This isn't the first time McCain has faced in-party opposition, but in the past it gained no traction; McCain hasn't faced a serious state challenge since his first congressional race in 1982. Now that's changed-enough so that voter ire directed at Obama could be spilling over onto the man who once opposed him. In January Rasmussen polling had Hayworth trailing by 22 points, by mid-March the gap narrowed to 7 points-48 percent McCain, 41 percent Hayworth.

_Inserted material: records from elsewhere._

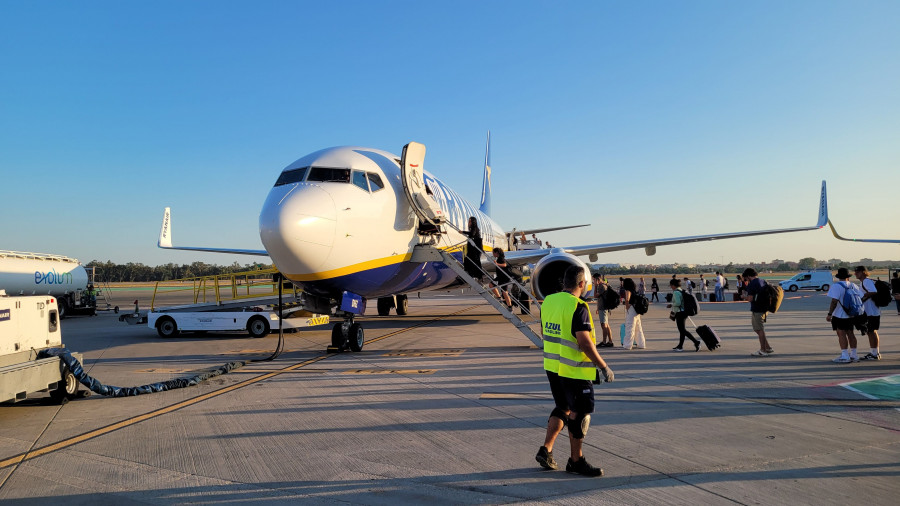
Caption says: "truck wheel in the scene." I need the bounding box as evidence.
[378,297,394,316]
[50,366,79,404]
[247,316,269,338]
[331,323,347,350]
[156,316,178,338]
[347,323,365,351]
[397,295,409,316]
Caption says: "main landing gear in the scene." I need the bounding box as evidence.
[328,313,365,353]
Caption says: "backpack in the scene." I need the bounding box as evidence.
[601,287,621,311]
[631,294,650,314]
[838,281,864,318]
[760,283,784,313]
[863,279,894,307]
[681,291,700,316]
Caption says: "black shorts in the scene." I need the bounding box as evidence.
[544,369,569,411]
[866,316,881,332]
[559,376,594,415]
[831,316,855,331]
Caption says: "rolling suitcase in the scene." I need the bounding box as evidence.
[691,320,722,351]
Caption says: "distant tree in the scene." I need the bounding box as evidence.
[797,257,818,269]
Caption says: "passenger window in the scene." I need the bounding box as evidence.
[275,167,309,186]
[306,167,350,183]
[366,172,384,193]
[353,170,369,193]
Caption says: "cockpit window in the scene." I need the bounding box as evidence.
[366,172,384,193]
[275,167,309,186]
[306,167,350,183]
[353,170,369,193]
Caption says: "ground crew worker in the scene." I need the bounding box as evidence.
[535,266,615,476]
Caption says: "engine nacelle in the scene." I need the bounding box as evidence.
[531,250,594,300]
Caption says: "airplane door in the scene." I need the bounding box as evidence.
[400,142,444,225]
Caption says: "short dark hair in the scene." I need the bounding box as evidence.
[563,265,584,291]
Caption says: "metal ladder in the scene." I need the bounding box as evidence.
[411,239,544,348]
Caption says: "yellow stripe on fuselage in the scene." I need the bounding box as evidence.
[284,245,493,281]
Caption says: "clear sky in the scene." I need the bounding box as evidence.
[0,0,900,265]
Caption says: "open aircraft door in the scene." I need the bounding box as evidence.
[400,142,444,226]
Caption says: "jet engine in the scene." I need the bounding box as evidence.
[531,250,593,300]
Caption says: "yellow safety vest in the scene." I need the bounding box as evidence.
[541,292,597,380]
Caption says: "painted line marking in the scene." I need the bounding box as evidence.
[341,369,437,374]
[0,306,478,469]
[382,349,466,357]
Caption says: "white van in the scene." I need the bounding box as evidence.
[779,270,834,292]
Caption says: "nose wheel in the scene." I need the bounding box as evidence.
[327,315,365,353]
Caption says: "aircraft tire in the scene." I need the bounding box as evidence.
[347,323,366,351]
[156,316,178,338]
[396,295,409,316]
[247,316,270,338]
[331,323,347,350]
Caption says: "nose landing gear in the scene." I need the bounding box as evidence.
[327,313,365,353]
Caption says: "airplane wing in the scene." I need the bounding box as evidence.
[828,220,900,244]
[506,181,828,265]
[156,207,269,257]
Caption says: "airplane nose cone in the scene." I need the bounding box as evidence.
[259,184,337,276]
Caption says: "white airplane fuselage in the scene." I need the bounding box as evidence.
[259,147,508,299]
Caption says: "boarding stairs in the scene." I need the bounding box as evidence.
[412,234,543,348]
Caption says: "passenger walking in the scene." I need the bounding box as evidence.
[825,267,859,364]
[463,216,484,280]
[714,271,725,302]
[622,278,647,350]
[744,267,775,357]
[491,248,512,311]
[853,265,881,360]
[535,266,615,476]
[891,271,900,315]
[594,274,614,348]
[666,279,700,351]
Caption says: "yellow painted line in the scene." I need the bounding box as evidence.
[0,306,478,469]
[341,369,437,374]
[382,349,466,357]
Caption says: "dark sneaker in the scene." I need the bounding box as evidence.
[566,457,603,476]
[534,446,559,469]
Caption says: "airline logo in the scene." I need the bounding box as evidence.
[34,269,72,285]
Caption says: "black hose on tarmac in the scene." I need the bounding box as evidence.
[39,348,244,397]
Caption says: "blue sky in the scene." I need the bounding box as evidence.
[0,0,900,265]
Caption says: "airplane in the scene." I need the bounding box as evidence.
[157,133,828,351]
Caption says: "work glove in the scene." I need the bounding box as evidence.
[600,366,616,383]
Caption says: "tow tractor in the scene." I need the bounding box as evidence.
[0,290,82,404]
[119,269,330,338]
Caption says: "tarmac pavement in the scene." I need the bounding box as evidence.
[0,292,900,505]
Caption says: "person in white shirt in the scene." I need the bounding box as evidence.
[853,265,881,360]
[825,267,859,364]
[715,271,725,302]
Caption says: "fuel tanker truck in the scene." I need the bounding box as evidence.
[0,250,97,318]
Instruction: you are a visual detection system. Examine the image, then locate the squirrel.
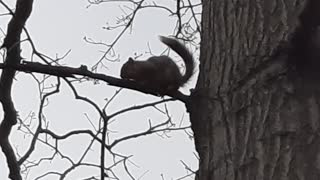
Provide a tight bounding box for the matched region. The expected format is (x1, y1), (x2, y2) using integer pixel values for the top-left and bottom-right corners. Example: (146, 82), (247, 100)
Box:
(120, 36), (195, 94)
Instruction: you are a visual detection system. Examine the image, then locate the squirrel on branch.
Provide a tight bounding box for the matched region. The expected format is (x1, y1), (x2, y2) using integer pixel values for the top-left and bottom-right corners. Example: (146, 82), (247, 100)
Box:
(120, 36), (195, 94)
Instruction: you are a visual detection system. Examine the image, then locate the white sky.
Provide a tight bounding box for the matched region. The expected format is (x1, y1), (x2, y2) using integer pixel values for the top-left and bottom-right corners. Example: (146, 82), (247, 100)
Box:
(0, 0), (198, 180)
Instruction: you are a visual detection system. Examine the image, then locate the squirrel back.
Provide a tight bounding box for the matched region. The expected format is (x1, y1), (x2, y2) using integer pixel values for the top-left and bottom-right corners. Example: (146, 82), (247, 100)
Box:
(121, 36), (195, 93)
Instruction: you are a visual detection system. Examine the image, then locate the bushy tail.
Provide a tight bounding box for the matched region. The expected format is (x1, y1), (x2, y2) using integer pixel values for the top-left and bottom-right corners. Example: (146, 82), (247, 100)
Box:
(159, 36), (195, 86)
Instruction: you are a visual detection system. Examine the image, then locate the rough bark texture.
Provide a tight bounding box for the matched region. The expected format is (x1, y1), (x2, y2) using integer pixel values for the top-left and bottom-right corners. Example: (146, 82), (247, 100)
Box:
(190, 0), (320, 180)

To boost his conservative bona fides, McCain has turned to the woman who proved to be the most polarizing figure of the presidential race. More than 5,000 people gathered at Tucson's Pima County Fairgrounds on March 26 to see former Alaska Gov. Sarah Palin join her former running mate in their first public appearance since 2008. As Palin took the stage, the crowd included not only Tea Party activists, run-of-the-mill Republicans, and curious Tucsonans, but also the national media. Fox News Channel, CNN, and C-Span offered live broadcasts of her speech.

"I couldn't wait to get the McCain-Palin team back together again," Palin crowed to chants of "Sarah, Sarah." She described McCain as a man of principle and of the people, urging Arizona voters to send him back to Washington to continue his fight against reckless spending and the Obama-Pelosi-Reid agenda.

In addition to bringing Palin on the campaign trail, McCain also has departed from stances once considered a departure from the GOP: He now says he was misled by the administration on the Wall Street bailouts. He also has dropped his support for carbon-­emissions legislation.

At the Tucson rally, McCain spoke out harshly against "Obamacare," saying it marks the first time in American history that a major piece of legislation has passed over the overwhelming objection of the American people. He called it "sleazy Chicago-style sausage-making."

Yet while the Tea Party moniker was evoked many times at the event, overall it is Tea Parties-or at least many of their members-driving the opposition against McCain. Said Tucson Tea Party leader, Trent Humphries, "I haven't polled our people and we're certainly not all of one mind on it, but I would guess that the majority right now support Hayworth." At a Tea Party event featuring Palin in Searchlight, Nev., attendees carried signs reading, "No more RINOs [Republicans in Name Only]-Retire McCain" and "Reid-McCain: Two sides of the same damn coin. Vote them out."

Palin may be stumping hard for her former running mate, but local political watchers doubt whether she is changing the minds of the Tea Partiers who applaud her. Jon Justice, the most popular talk radio host in southern Arizona, has interviewed McCain and Hayworth numerous times and speculates that many of the Tucson crowd were more interested in seeing Palin than supporting McCain: "I don't think she's swaying people's opinions. The very vocal Tea Party people that call my show like her because they want fresh faces in Washington. They want the old guard out."